Kaushalya Foundation, initially funded by friends and family, started with Rs 50,000. In March 2008, Kaushlendra succeeded in getting a loan of Rs 50 lakh from a nationalized bank. A professor of his introduced him to Friends of Women’s World Banking (FFWWB) in the same year, from whom he got a further loan of Rs five lakh. However, the real task lay ahead. It was tougher to convince the farmers about his idea than he thought. “Nobody took my idea of training seriously. They felt I had wasted my education by not taking up a job and was out to ruin their business as well.” It was very difficult to convince anyone, but eventually, Kaushlendra managed to start the training… with only three farmers.“We bought 30 air-conditioned carts from the loans,” Kaushlendra recalls. “We then convinced vendors to sell our vegetables that were fresh and also cheaper than other suppliers… my brother and I too sold vegetables on the streets of Patna!”It was thrilling to finally begin, but soon they ran into losses.

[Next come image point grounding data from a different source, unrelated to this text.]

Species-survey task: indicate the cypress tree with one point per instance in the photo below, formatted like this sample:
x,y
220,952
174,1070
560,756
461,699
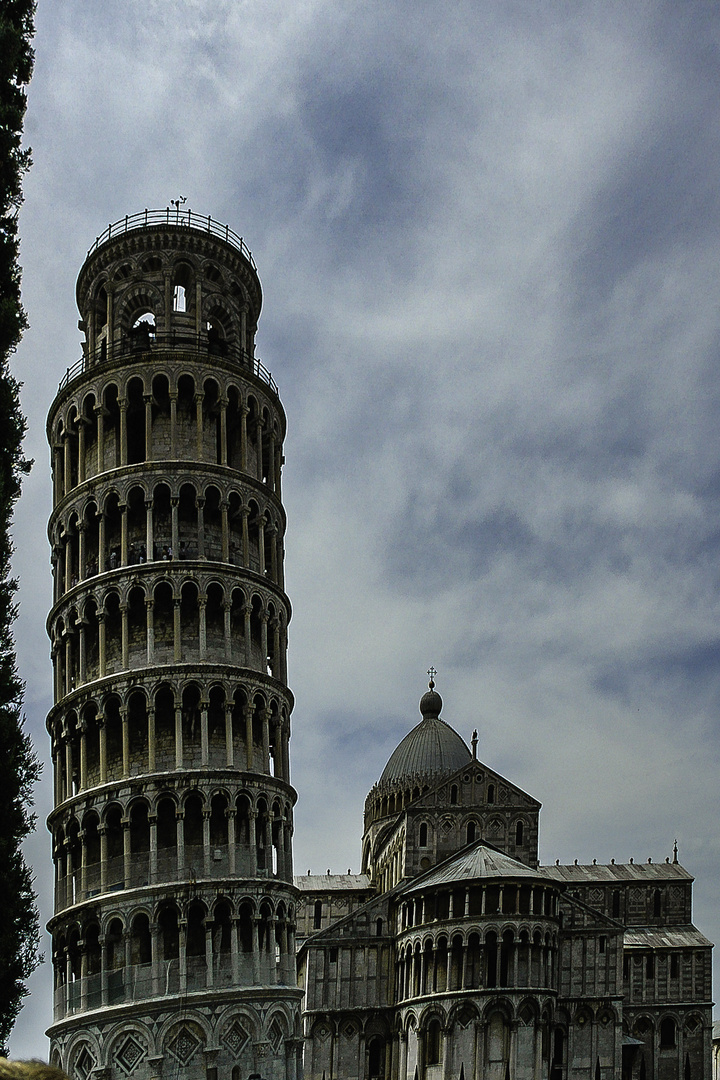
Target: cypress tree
x,y
18,766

The first year’s turnover (2008-09) was around Rs six lakh which was unprofitable. By 2011-12, the turnover jumped to Rs 70 lakh with 65 carts in the city, but they were still facing losses.“Despite the growth, we were not making money because we gave good prices to the farmers and sold the products at low prices,” Kaushlendra explains. Finally, he changed his strategy in 2014, allowing the vendors to deregulate prices, as well as reorganizing his company and cost-cutting wherever possible. Today, the Kaushalya Foundation trains farmers while KGPL focuses on customers, especially institutional customers. It has registered a turnover of Rs five crore in 2016-17.“The non-profit continues to train farmers on different aspects of farming,” says a satisfied Kaushlendra, sitting in his new plush office in Patna. “They are not bound to sell their goods to KGPL and can sell to anyone who offers the best price.”Kaushlendra has a piece of advice for the younger generation: “Follow your dreams and never give up. Everybody salutes the rising sun.”